The $1.7 billion Funan Techo Canal will connect the country’s capital Phnom Penh to the coastal province of Kep, lowing the cost of shipping goods between the capital and the country’s only deep-sea port at Sihanoukville and reducing its reliance on Vietnamese ports. China’s state-owned China Bridge and Road Corporation landed the deal to develop the canal during last year’s Belt and Road Forum in Beijing, and it was reported that the project would be funded by Beijing under the Belt and Road Initiative.

In a speech yesterday, Hun Manet said that the country would hold the groundbreaking in August. “We will do it now, we can’t wait for anybody any longer,” the Cambodian leader said, according to the AFP news agency. “(We) do it within the Cambodian territory for the Cambodian people and for the interest of Cambodia,” he added.

China’s state-owned China Bridge and Road Corporation landed the deal to develop the canal during last year’s Belt and Road Forum in Beijing. However, Hun Manet said yesterday that it would fund the project itself.

“Most investors in this project will be Cambodians. As long as Cambodians are united and willing to do it, we can do it,” Hun Manet said. Last month, long-serving former Prime Minister Hun Sen, Manet’s father, called on the country’s circle of immensely wealthy oknha oligarchs to help fund the project. “In case we cannot find capital from outside, we must unite to build this canal,” he told a meeting of oknha on April 26. “Your support and contributions are crucial in this endeavor.”

While Hun Manet has described the project as a means of reducing Cambodia heavy dependence on Vietnamese ports – of “breathing through our own nose,” in his colorful metaphor – the environmental and security implications of the project have drawn scrutiny next door in Vietnam.

The reported Chinese involvement has given rise to concerns that the canal could be used by Chinese warships, while exiled opposition figure Sam Rainsy has claimed that the waterway will turn the Mekong into “a strategic river under Chinese control” that will “allow the transportation of goods, including weapons and ammunition, from China to the Gulf of Thailand.” (The canal will meet the sea 70 kilometers east of the Ream Naval Base, where China is currently funding a significant expansion.)

More pressing are the concerns that the canal will have deleterious impacts downstream in the Mekong Delta. According to the Washington-based Stimson Center, the Funan Techo project “will deliver significant transboundary impacts to water availability and agricultural production in Vietnam’s Mekong Delta, with acute impacts to An Giang and Kien Giang provinces.”

Vietnam has made numerous requests for Cambodia to share information about the project, and enter into a dialogue about the likely impacts, but Phnom Penh has not been forthcoming. Nor has it permitted the Mekong River Commission, of which it and Vietnam are both members, to scrutinize the project.
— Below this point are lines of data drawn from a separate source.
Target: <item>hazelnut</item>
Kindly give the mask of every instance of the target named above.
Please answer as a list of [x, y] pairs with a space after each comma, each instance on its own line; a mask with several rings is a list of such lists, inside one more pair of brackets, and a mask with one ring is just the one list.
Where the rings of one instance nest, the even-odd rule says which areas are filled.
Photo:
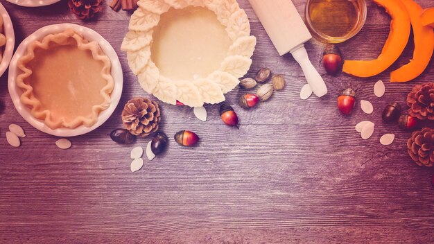
[[272, 88], [276, 90], [281, 90], [285, 87], [285, 78], [283, 75], [275, 75], [271, 78]]

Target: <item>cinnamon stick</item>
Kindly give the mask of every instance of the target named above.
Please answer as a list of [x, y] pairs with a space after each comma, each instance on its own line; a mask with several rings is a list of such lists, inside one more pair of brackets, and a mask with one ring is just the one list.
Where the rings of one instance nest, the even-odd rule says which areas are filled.
[[137, 8], [139, 8], [139, 6], [137, 5], [137, 1], [139, 1], [139, 0], [132, 0], [132, 9], [137, 9]]
[[110, 8], [116, 12], [118, 12], [121, 10], [121, 0], [113, 0], [112, 3], [110, 3]]
[[122, 10], [128, 10], [128, 6], [127, 6], [127, 1], [128, 0], [121, 0], [122, 1]]
[[131, 10], [132, 9], [132, 0], [127, 0], [127, 10]]

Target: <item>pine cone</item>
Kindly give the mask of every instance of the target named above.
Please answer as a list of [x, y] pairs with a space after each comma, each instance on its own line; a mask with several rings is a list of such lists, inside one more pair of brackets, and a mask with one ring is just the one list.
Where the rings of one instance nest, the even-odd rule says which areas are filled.
[[122, 123], [136, 136], [147, 137], [158, 130], [161, 121], [158, 103], [146, 98], [130, 100], [122, 111]]
[[407, 96], [408, 114], [419, 119], [434, 120], [434, 83], [413, 87]]
[[103, 0], [68, 0], [68, 6], [80, 19], [92, 18], [103, 8]]
[[407, 141], [410, 157], [419, 166], [431, 167], [434, 163], [434, 130], [424, 128], [411, 133]]

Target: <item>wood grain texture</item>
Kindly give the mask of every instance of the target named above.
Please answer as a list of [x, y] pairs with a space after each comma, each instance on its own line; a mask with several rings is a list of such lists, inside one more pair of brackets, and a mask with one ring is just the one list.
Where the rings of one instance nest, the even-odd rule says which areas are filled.
[[[430, 0], [417, 0], [423, 7]], [[434, 81], [434, 62], [416, 80], [388, 82], [388, 71], [411, 58], [413, 42], [388, 71], [361, 79], [325, 73], [320, 60], [324, 44], [306, 46], [324, 78], [329, 94], [301, 101], [305, 84], [290, 55], [279, 57], [246, 0], [238, 0], [258, 39], [248, 76], [268, 67], [285, 75], [285, 89], [251, 111], [236, 104], [244, 91], [227, 96], [241, 120], [240, 130], [225, 126], [216, 105], [206, 106], [208, 121], [190, 109], [162, 104], [162, 130], [171, 137], [193, 130], [200, 143], [168, 150], [144, 168], [130, 172], [130, 150], [148, 139], [121, 146], [107, 134], [121, 126], [122, 105], [146, 96], [130, 71], [119, 47], [130, 13], [115, 12], [106, 2], [102, 15], [83, 22], [69, 13], [62, 1], [28, 8], [1, 1], [12, 19], [17, 44], [48, 24], [71, 22], [89, 26], [105, 37], [119, 55], [124, 89], [119, 106], [101, 128], [73, 137], [62, 150], [55, 137], [27, 123], [8, 93], [7, 73], [0, 78], [0, 243], [433, 243], [433, 169], [411, 162], [406, 142], [410, 132], [385, 125], [381, 113], [389, 103], [403, 102], [416, 84]], [[304, 0], [294, 0], [304, 12]], [[345, 58], [373, 58], [389, 31], [385, 10], [367, 1], [367, 23], [361, 33], [339, 45]], [[374, 96], [374, 83], [382, 79], [383, 98]], [[336, 99], [352, 87], [358, 99], [371, 101], [372, 114], [357, 105], [341, 115]], [[363, 120], [376, 123], [372, 137], [354, 130]], [[22, 146], [6, 142], [8, 125], [26, 130]], [[427, 124], [432, 126], [432, 123]], [[379, 143], [396, 134], [389, 146]]]

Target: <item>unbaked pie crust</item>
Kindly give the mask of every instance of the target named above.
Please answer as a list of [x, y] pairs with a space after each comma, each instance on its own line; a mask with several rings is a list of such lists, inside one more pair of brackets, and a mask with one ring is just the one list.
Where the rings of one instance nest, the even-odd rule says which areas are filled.
[[91, 127], [110, 104], [111, 62], [96, 42], [72, 29], [31, 42], [17, 62], [21, 102], [51, 129]]
[[160, 101], [218, 103], [252, 64], [256, 37], [236, 0], [140, 0], [121, 49]]

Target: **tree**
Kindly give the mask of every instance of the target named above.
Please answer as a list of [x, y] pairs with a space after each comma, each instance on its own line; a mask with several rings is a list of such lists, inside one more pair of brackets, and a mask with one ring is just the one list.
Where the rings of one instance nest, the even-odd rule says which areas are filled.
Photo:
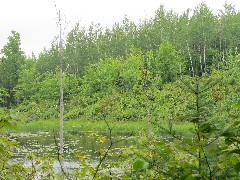
[[6, 97], [7, 107], [15, 103], [14, 88], [18, 83], [19, 69], [25, 60], [24, 52], [20, 48], [20, 34], [16, 31], [11, 33], [7, 45], [1, 50], [3, 57], [0, 60], [0, 86], [9, 94]]

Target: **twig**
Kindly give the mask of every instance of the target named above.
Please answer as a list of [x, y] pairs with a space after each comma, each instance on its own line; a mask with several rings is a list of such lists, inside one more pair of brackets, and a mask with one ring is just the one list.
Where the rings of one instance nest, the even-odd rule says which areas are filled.
[[61, 171], [62, 171], [62, 173], [63, 173], [63, 175], [65, 176], [65, 178], [67, 179], [67, 180], [70, 180], [70, 178], [69, 178], [69, 176], [68, 176], [68, 174], [65, 172], [65, 170], [64, 170], [64, 165], [63, 165], [63, 162], [62, 162], [62, 160], [61, 160], [61, 154], [60, 154], [60, 148], [59, 148], [59, 146], [58, 146], [58, 144], [57, 144], [57, 140], [56, 140], [56, 137], [54, 136], [54, 142], [55, 142], [55, 146], [56, 146], [56, 148], [57, 148], [57, 160], [58, 160], [58, 162], [59, 162], [59, 164], [60, 164], [60, 168], [61, 168]]

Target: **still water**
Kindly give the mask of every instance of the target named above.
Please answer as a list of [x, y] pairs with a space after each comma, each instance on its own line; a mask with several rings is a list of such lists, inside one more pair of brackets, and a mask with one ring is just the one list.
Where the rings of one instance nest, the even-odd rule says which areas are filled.
[[[100, 148], [107, 148], [110, 144], [107, 136], [93, 135], [91, 132], [67, 132], [64, 135], [64, 166], [67, 169], [79, 167], [80, 163], [75, 155], [76, 153], [86, 155], [94, 163], [99, 157]], [[35, 134], [11, 134], [10, 137], [19, 143], [19, 146], [14, 151], [14, 158], [24, 161], [26, 166], [28, 166], [28, 164], [30, 165], [30, 162], [26, 159], [26, 155], [29, 153], [35, 153], [37, 157], [49, 154], [54, 158], [58, 155], [59, 135], [56, 133], [39, 132]], [[106, 141], [101, 142], [97, 140], [97, 137], [103, 137], [103, 139], [105, 137]], [[129, 147], [132, 144], [132, 138], [123, 135], [113, 136], [112, 141], [118, 141], [112, 147], [114, 153], [118, 153], [122, 148]], [[60, 168], [59, 163], [55, 162], [54, 164], [54, 168], [58, 171]]]

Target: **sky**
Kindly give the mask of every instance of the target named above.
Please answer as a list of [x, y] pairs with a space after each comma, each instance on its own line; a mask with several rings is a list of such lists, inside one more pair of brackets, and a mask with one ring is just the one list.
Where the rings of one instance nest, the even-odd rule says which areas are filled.
[[77, 22], [81, 27], [87, 28], [93, 22], [105, 28], [127, 16], [138, 23], [153, 17], [161, 4], [166, 10], [181, 14], [201, 2], [215, 13], [225, 2], [240, 10], [240, 0], [0, 0], [0, 49], [6, 45], [12, 30], [20, 33], [21, 49], [27, 56], [51, 47], [59, 31], [58, 10], [66, 37]]

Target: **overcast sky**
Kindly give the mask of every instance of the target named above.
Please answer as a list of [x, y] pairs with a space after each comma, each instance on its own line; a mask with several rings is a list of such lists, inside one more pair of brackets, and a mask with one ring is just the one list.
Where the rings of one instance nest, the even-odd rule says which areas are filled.
[[[54, 0], [0, 0], [0, 49], [7, 37], [15, 30], [21, 35], [21, 48], [27, 55], [36, 55], [49, 48], [54, 36], [58, 35], [57, 12]], [[225, 2], [240, 9], [240, 0], [55, 0], [63, 19], [69, 21], [66, 34], [77, 22], [88, 27], [91, 22], [102, 27], [111, 27], [121, 22], [125, 15], [136, 23], [151, 18], [164, 5], [166, 10], [177, 13], [193, 9], [205, 2], [214, 12], [222, 9]]]

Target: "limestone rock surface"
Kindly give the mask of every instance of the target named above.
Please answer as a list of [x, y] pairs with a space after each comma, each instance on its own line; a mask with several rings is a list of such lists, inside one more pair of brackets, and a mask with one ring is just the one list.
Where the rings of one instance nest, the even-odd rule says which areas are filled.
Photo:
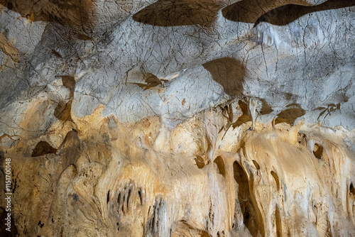
[[0, 0], [0, 236], [355, 236], [354, 24], [354, 0]]

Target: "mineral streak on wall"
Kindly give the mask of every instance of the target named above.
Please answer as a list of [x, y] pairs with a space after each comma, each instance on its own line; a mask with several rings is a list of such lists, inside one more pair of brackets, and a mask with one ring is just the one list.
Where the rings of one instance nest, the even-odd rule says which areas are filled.
[[350, 0], [0, 0], [0, 236], [355, 236], [354, 23]]

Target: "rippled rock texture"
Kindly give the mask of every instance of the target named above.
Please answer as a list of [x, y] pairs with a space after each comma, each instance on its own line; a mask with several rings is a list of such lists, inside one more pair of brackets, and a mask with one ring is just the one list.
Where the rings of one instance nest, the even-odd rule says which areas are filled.
[[355, 236], [354, 23], [350, 0], [0, 0], [1, 236]]

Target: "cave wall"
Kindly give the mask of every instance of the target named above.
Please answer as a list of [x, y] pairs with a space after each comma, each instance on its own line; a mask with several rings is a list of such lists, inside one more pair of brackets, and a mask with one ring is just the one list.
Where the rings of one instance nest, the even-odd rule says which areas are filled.
[[0, 0], [1, 235], [355, 236], [354, 5]]

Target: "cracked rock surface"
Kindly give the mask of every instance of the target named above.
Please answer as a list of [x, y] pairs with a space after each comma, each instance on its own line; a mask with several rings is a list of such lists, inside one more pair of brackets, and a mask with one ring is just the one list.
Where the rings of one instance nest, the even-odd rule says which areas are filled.
[[352, 0], [0, 0], [0, 235], [355, 236], [354, 23]]

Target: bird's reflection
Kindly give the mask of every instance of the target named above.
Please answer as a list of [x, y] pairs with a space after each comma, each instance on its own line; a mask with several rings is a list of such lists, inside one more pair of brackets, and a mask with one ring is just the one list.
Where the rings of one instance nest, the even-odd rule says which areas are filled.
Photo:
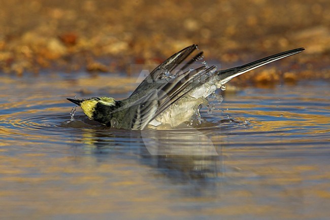
[[137, 155], [139, 163], [176, 182], [203, 181], [221, 173], [221, 148], [212, 136], [196, 129], [98, 130], [83, 133], [81, 140], [91, 153]]

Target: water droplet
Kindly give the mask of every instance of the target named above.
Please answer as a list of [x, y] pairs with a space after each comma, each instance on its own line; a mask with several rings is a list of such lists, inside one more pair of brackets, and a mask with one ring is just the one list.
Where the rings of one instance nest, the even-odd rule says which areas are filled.
[[76, 113], [76, 111], [77, 111], [77, 106], [72, 107], [72, 109], [71, 109], [71, 112], [70, 112], [70, 116], [71, 116], [71, 118], [70, 119], [71, 121], [73, 121], [74, 120], [76, 120], [76, 119], [74, 117], [74, 116], [75, 116], [75, 113]]
[[110, 121], [110, 124], [111, 124], [111, 128], [118, 128], [118, 125], [119, 123], [118, 122], [117, 119], [115, 118], [111, 118]]
[[203, 62], [202, 62], [202, 64], [203, 64], [203, 65], [204, 65], [204, 66], [205, 66], [205, 67], [206, 67], [207, 68], [208, 67], [209, 67], [209, 65], [207, 64], [207, 62], [206, 62], [206, 61], [205, 61], [205, 60], [204, 60], [204, 61], [203, 61]]

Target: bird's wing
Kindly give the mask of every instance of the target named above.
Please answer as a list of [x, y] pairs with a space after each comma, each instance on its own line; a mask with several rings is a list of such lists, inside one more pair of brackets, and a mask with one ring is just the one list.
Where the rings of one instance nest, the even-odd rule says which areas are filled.
[[[172, 83], [167, 83], [161, 87], [163, 95], [161, 96], [158, 94], [160, 104], [152, 119], [192, 89], [207, 82], [213, 76], [219, 76], [221, 83], [223, 84], [237, 76], [270, 62], [300, 53], [304, 50], [304, 48], [301, 48], [288, 50], [225, 70], [216, 71], [216, 67], [206, 68], [204, 66], [196, 69], [194, 75], [186, 75], [187, 73], [182, 74], [170, 81], [170, 82], [173, 81]], [[182, 78], [184, 78], [186, 81], [183, 80], [183, 82], [181, 80]]]
[[[146, 89], [150, 88], [150, 89], [152, 89], [153, 88], [155, 88], [155, 86], [150, 86], [150, 85], [148, 84], [150, 83], [155, 83], [157, 81], [160, 80], [162, 78], [162, 75], [164, 74], [166, 71], [168, 71], [169, 73], [171, 73], [175, 68], [189, 56], [189, 55], [197, 48], [197, 46], [196, 45], [193, 44], [192, 45], [187, 47], [173, 54], [172, 56], [153, 70], [134, 90], [130, 96], [134, 96], [141, 91], [145, 92], [146, 91]], [[203, 52], [201, 52], [199, 54], [200, 56], [201, 56], [202, 53]], [[188, 62], [190, 62], [189, 64], [190, 64], [197, 58], [198, 57], [196, 55]], [[186, 65], [185, 65], [185, 67], [186, 67]], [[181, 69], [183, 69], [181, 68]]]
[[120, 102], [120, 107], [111, 113], [123, 116], [121, 123], [125, 128], [129, 127], [133, 130], [143, 130], [157, 111], [159, 101], [157, 93], [158, 90], [153, 89], [149, 94], [134, 101], [129, 99], [118, 101]]
[[217, 67], [207, 68], [203, 66], [193, 71], [187, 71], [167, 83], [158, 92], [159, 106], [152, 119], [155, 118], [173, 103], [184, 96], [191, 89], [204, 83], [213, 76]]

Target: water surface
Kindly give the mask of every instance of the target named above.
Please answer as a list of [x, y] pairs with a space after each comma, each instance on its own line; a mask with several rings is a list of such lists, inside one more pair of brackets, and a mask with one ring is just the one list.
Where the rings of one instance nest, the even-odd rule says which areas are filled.
[[328, 82], [223, 94], [200, 128], [141, 132], [80, 109], [65, 123], [65, 98], [124, 98], [135, 79], [1, 77], [2, 219], [330, 216]]

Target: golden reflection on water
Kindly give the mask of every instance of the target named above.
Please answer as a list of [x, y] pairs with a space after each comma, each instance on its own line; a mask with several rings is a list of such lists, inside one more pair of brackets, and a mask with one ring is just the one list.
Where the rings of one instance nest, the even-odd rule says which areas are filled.
[[[75, 82], [93, 96], [100, 91], [100, 82], [107, 82], [102, 89], [117, 89], [106, 79]], [[267, 98], [275, 90], [247, 89], [245, 95], [225, 97], [222, 108], [206, 117], [219, 123], [228, 114], [236, 123], [141, 132], [82, 126], [81, 112], [76, 127], [62, 126], [72, 107], [65, 98], [77, 93], [72, 82], [41, 80], [32, 87], [4, 82], [8, 84], [0, 87], [2, 219], [323, 219], [330, 215], [330, 107], [328, 92], [320, 98], [317, 86], [299, 99], [288, 96], [301, 88], [284, 88], [274, 96], [281, 100]], [[128, 91], [134, 81], [121, 83], [128, 85]], [[256, 92], [266, 94], [253, 97]]]

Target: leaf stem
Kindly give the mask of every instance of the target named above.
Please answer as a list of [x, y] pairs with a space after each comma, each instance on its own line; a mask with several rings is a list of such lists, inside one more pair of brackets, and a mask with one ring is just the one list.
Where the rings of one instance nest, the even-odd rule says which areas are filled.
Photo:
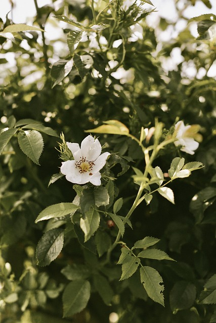
[[[39, 17], [40, 16], [39, 8], [37, 5], [37, 0], [34, 0], [34, 6], [36, 9], [36, 11], [37, 13], [37, 16], [38, 17]], [[41, 24], [39, 23], [37, 23], [38, 24], [40, 29], [44, 29], [44, 27]], [[48, 46], [46, 43], [46, 39], [45, 39], [45, 36], [44, 35], [44, 32], [41, 31], [41, 34], [42, 34], [42, 41], [43, 43], [42, 51], [43, 51], [44, 56], [45, 58], [45, 64], [46, 73], [47, 74], [48, 74], [50, 73], [50, 66], [48, 62], [48, 56], [47, 55]]]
Whether or not the groundbreaking actually takes place in August, the Cambodian government’s intense eagerness to get started with the project, and its apparent indifference to the views of its eastern neighbor, speaks to the political importance of the Funan Techo Canal. Its very name – conjoining the title of one of Cambodia’s pre-Angkorian polities with an honorific for Hun Sen, who handed power to his son Manet last August – resonates with national pride and political investment by the ruling Cambodian People’s Party (CPP).

In some fashion, the construction of this project serves as a symbolic declaration of independence from Vietnam, to which the CPP has longstanding political connections but which many Cambodian nationalists (including some within the CPP) view with suspicion. It also marks Cambodia’s reversion to its historical tendency in which it has used China to counterbalance Vietnamese encroachments, both figurative and literal.

The way Cambodia’s government has communicated its intents to build the canal has undoubtedly created diplomatic friction with Vietnam. But this appears to be a price that the CPP government is willing to pay in order to pursue its national vision, however vague.